New nodes must be allocated when a range is split. Instead of requiring every RoachNode to know about the status of all or even a large number of peer nodes --or-- alternatively requiring a specialized curator or master with sufficiently global knowledge, we use a gossip protocol to efficiently communicate only interesting information between all of the nodes in the cluster. What’s interesting information? One example would be whether a particular node has a lot of spare capacity. Each node, when gossiping, compares each topic of gossip to its own state. If its own state is somehow “more interesting” than the least interesting item in the topic it’s seen recently, it includes its own state as part of the next gossip session with a peer node. In this way, a node with capacity sufficiently in excess of the mean quickly becomes discovered by the entire cluster. To avoid piling onto outliers, nodes from the high capacity set are selected at random for allocation.
The gossip protocol itself contains two primary components:
Peers are efficiently selected using a heuristic as described in Agarwal & Trachtenberg (2006).
TBD: how to avoid partitions? Need to work out a simulation of the protocol to tune the behavior and see empirically how well it works.
For efficiency, nodes assign each new item of gossip a sequence number and keep track of the highest sequence number each peer node has seen.
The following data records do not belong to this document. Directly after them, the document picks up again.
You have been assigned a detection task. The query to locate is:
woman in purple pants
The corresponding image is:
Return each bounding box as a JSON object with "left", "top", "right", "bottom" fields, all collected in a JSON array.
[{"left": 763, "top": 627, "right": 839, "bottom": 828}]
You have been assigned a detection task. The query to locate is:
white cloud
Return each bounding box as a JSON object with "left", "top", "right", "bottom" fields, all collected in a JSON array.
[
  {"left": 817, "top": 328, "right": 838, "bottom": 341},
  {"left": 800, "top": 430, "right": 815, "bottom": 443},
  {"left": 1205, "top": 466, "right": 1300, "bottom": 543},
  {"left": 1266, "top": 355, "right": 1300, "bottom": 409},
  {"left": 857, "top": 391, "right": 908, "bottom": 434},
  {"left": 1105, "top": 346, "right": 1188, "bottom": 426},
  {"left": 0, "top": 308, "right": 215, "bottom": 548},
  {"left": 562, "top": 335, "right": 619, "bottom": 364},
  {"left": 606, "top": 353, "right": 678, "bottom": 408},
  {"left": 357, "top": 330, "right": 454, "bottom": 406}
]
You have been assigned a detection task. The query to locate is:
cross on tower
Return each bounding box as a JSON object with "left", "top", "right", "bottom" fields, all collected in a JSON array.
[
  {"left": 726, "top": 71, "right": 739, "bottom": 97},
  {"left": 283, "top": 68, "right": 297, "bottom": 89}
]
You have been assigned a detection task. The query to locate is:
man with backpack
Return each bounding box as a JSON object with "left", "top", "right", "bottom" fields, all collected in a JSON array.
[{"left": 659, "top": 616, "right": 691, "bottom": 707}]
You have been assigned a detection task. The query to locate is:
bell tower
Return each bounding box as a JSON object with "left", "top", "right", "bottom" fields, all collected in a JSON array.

Each round of gossip communicates only the delta containing new items.
Node Accounting The gossip protocol discussed in the previous section is useful to quickly communicate fragments of important information in a decentralized manner. However, complete accounting for each node is also stored to a central location, available to any dashboard process. This is done using the map itself. Each node periodically writes its state to the map with keys prefixed by \0node, similar to the first level of range metadata, but with an ‘node’ suffix. Each value is a protobuf containing the full complement of node statistics--everything communicated normally via the gossip protocol plus other useful, but non-critical data.
The range containing the first key in the node accounting table is responsible for gossiping the total count of nodes. This total count is used by the gossip network to most efficiently organize itself. In particular, the maximum number of hops for gossipped information to take before reaching a node is given by ceil(log(node count) / log(max fanout)) + 1.